North Falls is a waterfall located in the Silver Falls State Park at the east end of the city of Salem, in Marion County, in the U.S. state of Oregon. It is located in a privileged area on the west foothills where Mount Hood National Forest meets with the Middle Santiam Wilderness. Several prominent waterfalls are located in the Park along Trail of Ten Falls: South Falls, Drake Falls, Lower South Falls, and Winter Falls—among others.

== Location ==
North Falls is created along the course of North Fork of Silver Creek and it sits on the east section of Silver Falls State Park Trail of Ten Falls, along North Falls Trail, approximately a quarter mile of Upper North Falls. It received its name because it is the primary waterfall along North Silver Creek.

== Description ==
North Falls is the third tallest along the Trail of Ten Falls and the only one in the park that can be viewed from highway 214. The falls drops in a straight plunge down approximately 136 ft channeled through a narrow crack in the basaltic bedrock to a steeply slanted protrusion of basalt which causes splashing of the cascade into the pool.

== Trail ==
The Silver Falls area contains multiple popular hiking trails.

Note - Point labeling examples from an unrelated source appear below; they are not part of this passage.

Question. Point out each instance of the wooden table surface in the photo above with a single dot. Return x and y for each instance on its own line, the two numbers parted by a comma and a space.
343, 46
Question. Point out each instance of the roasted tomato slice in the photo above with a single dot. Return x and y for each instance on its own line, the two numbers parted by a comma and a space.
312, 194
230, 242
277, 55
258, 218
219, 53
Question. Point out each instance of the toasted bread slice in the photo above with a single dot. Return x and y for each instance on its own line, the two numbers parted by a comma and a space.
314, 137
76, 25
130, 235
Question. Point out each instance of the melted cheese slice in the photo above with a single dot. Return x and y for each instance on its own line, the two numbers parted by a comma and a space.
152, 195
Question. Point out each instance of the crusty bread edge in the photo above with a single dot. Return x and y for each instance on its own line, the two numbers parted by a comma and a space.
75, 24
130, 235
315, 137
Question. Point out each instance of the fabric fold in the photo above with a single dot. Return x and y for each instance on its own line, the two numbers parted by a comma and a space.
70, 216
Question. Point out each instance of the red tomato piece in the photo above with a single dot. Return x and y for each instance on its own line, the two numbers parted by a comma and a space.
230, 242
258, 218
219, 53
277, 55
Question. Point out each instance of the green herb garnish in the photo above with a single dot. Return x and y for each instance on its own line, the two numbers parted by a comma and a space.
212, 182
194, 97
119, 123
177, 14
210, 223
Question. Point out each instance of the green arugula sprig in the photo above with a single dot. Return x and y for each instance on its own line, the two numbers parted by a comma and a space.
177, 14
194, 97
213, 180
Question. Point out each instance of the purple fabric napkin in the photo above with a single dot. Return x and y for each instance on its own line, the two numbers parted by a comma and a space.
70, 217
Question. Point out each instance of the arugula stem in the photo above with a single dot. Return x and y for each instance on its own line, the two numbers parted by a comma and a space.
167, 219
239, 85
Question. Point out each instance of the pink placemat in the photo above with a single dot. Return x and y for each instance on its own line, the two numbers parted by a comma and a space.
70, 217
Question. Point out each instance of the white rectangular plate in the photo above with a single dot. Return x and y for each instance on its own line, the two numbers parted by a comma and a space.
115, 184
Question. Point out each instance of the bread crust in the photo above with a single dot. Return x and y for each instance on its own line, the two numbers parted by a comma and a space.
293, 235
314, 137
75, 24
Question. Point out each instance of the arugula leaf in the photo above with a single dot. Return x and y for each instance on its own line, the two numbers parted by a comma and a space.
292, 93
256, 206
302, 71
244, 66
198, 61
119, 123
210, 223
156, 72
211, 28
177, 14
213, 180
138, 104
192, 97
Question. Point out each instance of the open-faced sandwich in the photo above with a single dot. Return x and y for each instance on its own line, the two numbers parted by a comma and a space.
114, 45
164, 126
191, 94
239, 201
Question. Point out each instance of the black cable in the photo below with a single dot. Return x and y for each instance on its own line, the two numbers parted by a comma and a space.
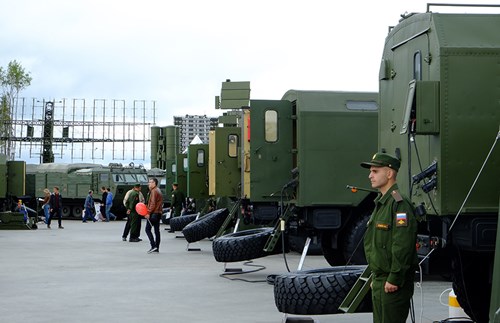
246, 263
421, 169
283, 233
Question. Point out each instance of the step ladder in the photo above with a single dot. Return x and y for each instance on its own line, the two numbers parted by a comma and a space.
233, 214
357, 293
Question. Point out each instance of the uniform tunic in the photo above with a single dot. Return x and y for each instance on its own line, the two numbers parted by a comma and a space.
390, 248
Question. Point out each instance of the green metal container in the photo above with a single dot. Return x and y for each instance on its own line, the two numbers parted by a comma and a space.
197, 174
224, 162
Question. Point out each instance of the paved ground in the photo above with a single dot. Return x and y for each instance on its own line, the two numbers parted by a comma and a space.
86, 273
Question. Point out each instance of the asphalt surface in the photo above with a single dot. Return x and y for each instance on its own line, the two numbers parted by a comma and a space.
86, 273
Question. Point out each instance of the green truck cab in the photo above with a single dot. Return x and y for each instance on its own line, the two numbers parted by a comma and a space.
440, 113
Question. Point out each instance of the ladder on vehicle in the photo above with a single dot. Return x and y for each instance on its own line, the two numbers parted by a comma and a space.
357, 293
233, 213
278, 229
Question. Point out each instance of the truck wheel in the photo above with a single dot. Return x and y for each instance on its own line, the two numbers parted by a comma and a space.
317, 291
472, 283
354, 251
241, 246
179, 222
333, 255
205, 226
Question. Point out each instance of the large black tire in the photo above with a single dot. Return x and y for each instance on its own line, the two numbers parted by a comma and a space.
315, 292
471, 276
179, 222
205, 227
241, 246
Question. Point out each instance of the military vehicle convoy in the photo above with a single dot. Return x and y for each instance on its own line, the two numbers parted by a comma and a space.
12, 185
75, 181
440, 113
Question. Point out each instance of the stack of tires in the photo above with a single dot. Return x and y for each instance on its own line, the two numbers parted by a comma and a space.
317, 291
206, 226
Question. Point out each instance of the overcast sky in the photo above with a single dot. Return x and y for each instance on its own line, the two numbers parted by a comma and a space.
177, 53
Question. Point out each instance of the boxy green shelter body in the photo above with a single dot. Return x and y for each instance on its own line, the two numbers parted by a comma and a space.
440, 113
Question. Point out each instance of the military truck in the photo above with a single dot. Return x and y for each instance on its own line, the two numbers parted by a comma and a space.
440, 113
298, 156
165, 145
75, 180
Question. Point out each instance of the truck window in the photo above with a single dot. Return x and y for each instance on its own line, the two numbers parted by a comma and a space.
271, 125
410, 107
200, 157
417, 66
232, 145
361, 105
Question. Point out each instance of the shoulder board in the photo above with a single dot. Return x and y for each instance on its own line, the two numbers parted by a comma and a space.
397, 197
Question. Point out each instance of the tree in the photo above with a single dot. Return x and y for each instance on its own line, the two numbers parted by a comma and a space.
14, 79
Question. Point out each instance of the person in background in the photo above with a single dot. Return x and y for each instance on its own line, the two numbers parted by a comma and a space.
46, 205
178, 203
109, 204
102, 208
55, 207
89, 208
22, 209
155, 208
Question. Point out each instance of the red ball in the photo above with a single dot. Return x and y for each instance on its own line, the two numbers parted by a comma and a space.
141, 208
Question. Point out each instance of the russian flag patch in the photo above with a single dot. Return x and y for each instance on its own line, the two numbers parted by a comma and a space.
401, 220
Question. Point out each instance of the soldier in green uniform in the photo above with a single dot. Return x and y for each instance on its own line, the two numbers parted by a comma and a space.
178, 200
390, 243
134, 197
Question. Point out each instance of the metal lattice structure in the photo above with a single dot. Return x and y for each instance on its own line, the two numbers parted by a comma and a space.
79, 129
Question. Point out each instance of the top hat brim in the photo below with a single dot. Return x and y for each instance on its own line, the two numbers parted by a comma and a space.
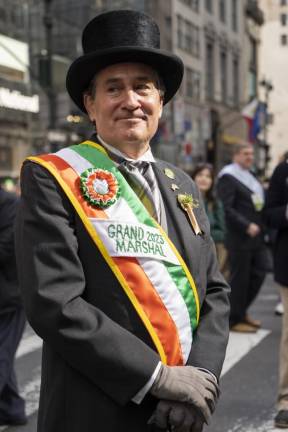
169, 67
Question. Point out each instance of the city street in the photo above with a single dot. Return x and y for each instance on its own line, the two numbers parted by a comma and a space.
248, 385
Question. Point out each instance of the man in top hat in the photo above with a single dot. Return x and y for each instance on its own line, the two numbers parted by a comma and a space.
116, 264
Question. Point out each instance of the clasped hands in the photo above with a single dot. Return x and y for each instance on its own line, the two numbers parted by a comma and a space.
187, 398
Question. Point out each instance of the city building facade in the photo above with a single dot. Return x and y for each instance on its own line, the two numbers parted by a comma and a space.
214, 40
273, 70
19, 103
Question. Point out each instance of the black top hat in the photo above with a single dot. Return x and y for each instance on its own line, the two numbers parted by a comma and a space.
122, 36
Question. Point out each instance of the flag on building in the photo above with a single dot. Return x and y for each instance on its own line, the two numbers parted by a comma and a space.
254, 113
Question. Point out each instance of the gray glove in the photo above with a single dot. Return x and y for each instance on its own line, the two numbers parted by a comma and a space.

The North Falls trail is a 1/4 mile trail with a moderate elevation gain approximately 80 stairs that lead behind North Falls through a large cutout on the rock. It continues west and roughly follows North Creek through the Canyon Trail, passing several waterfalls, including Twin Falls, Middle North Falls, Drake Falls, and Lower North Falls. On the opposite direction from the North Falls trailhead is the short, flat trail to Upper North Falls.

The North Falls trail passes behind North Falls in massive undercut cliff that extends back from the falls for at least 100 feet. The ceiling of therecess runs anywhere from 20 to approximately as much as 75 feet above the trail as it passes behind the waterfall. The large size of the undercut rock allows the roar of the falls to be considerably amplified.